Depth of Surface Soil‐runoff Interaction as Affected by Rainfall, Soil Slope, and Management

Abstract

AbstractThe effective depth of interaction (EDI) between surface soil and runoff (the thickness of surface soil in which the degree of interaction is equal to that at the soil surface) was determined for five soils of varying physical and chemical properties under simulated rainfall, in order to quantify the effect of rainfall and soil characteristics on EDI. For all soils EDI increased (1.30–37.43 mm) with an increase in rainfall intensity (50–160 mm h−1) and soil slope (2–20%), although the magnitude differed between soils.
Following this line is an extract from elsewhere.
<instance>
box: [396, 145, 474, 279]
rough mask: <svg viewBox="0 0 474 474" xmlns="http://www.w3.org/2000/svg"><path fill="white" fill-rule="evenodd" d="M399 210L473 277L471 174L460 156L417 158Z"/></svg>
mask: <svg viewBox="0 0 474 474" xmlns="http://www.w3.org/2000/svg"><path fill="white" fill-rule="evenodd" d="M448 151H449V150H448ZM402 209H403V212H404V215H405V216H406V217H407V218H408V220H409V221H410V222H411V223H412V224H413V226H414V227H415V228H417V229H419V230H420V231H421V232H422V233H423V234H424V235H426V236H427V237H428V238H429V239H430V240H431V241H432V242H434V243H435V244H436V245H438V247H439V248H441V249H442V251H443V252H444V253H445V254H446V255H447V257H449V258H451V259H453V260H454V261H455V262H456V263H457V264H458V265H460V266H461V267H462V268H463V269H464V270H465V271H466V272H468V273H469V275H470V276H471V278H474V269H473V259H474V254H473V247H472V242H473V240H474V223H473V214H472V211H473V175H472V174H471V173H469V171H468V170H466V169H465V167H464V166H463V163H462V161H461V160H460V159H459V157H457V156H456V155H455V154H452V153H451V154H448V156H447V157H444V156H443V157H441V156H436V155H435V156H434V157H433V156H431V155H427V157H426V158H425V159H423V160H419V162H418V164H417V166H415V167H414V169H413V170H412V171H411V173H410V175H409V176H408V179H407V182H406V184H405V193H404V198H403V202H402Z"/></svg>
The effect of rainfall intensity was attributed to increased runoff energy enhancing mixing in the surface soil and was also a function of soil aggregation. The magnitude of the EDI increase with increasing soil slope was independent of soil type being a function of runoff energy alone. An avg 73% reduction in EDI following the incorporation of 100 kg wheat straw (Triticum aestivum L. sp.) ha−1 and 80% reduction with a 0.5‐mm2 mesh screen, simulating crop cover, was obtained compared to the control (3.36 mm). For all soils the logarithm (ln) of soil loss was linearly related to the ln EDI. This is to be expected since factors affecting EDI (rainfall intensity, runoff energy, and soil aggregation) also influence soil loss. Regression slope of the logarithmic relationship was similar (at the 5.0% level) for all soils, and regression intercept was related to soil aggregation. Thus, EDI and the effect of rainfall and soil management can be estimated from soil loss. This relationship will improve the prediction of adsorbed chemical (P and pesticides) transport in solution, since chemical transport models presently use a fixed EDI value.